De trasladarlas al local de O Carballo se encargó la agrupación de Protección Civil de Vilanova y, una vez allí, fueron recibidas por seis voluntarios que, hasta el viernes, se convertirán en sus compañeros de sobremesa.

La asociación cuenta con treinta y una personas dispuestas a echar una mano en esta y en otras iniciativas y, en este caso, también hay mayoría femenina. José era ayer el único hombre de un grupo que completaban Dolores, Pepita, Amalia, Isabel y Alicia.

La próxima semana serán relevados por otros socios que, como ellos, están dispuestos a entregar tres horas de su tiempo por las tardes para pasarlas con quienes, por edad, podrían ser sus padres y sus abuelos.
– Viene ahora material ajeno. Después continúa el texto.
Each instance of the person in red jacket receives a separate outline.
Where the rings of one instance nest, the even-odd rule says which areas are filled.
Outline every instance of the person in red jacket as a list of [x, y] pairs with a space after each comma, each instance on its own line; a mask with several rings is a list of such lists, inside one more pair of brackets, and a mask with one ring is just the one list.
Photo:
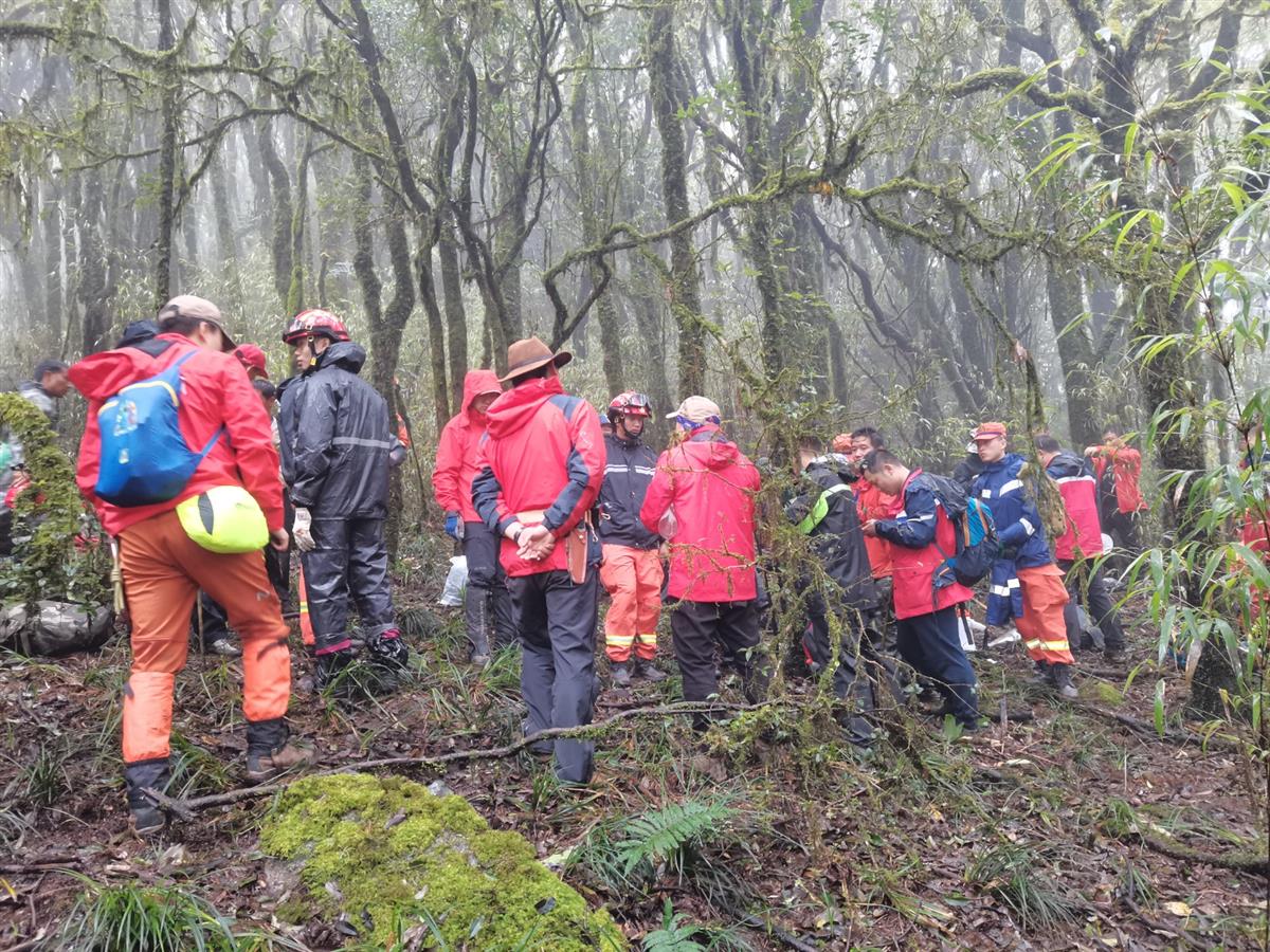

La mayoría están jubilados pero no falta el caso de la persona que trabaja de mañana y después de comer se va a O Castro, caso de Amalia.

El programa de actividades todavía está por diseñar, «verase sobre a marcha», apuntó Sabarís; lo que sí está claro es que se trabajará de forma sistematizada, organizando talleres, ejercicios para la memoria, dejando tiempo también para jugar, bailar y charlar.

En la asociación O Castro quieren aprovechar esta oportunidad para hacer un trabajo de carácter etnográfico con estas mujeres que peinan los ochenta y los noventa años. «Cada persoa ten unha historia detrás, elas poden contarnos os xogos e os refráns da súa época, o que nos pode servir para recompilar moita información», señalaba José. «Os voluntarios sabemos que recibimos máis do que damos, con este tipo de iniciativas potenciamos as relacións interxeracionais», añadió Alicia. «O obxectivo principal é potenciar o voluntariado e, por suposto, mellorar o envellecemento activo», apuntó el presidente. Y no están solos en esta empresa. Los servicios sociales del Concello de Vilanova están colaborando estrechamente con este proyecto y ayer no faltó la concejala Ana Carballa en el estreno del proyecto.

La apuesta por el voluntariado no es algo nuevo en O Castro. Esta asociación acumula una larga experiencia en este ámbito desde el año 2010, sea colaborando con Unicef, realizando campañas de concienciación ambiental mediante la plantación de árboles y la recogida de aceites usados o cantando cada miércoles con los usuarios del centro Con Eles.

Ahora es el turno de los más veteranos. «¿Que imos aprender agora de vellos?, nós agora só estorbamos», señaló Digna, de 82 años, en una reflexión que destilaba humor y resignación. En la asociación O Castro nadie está de más. Todos cuentan.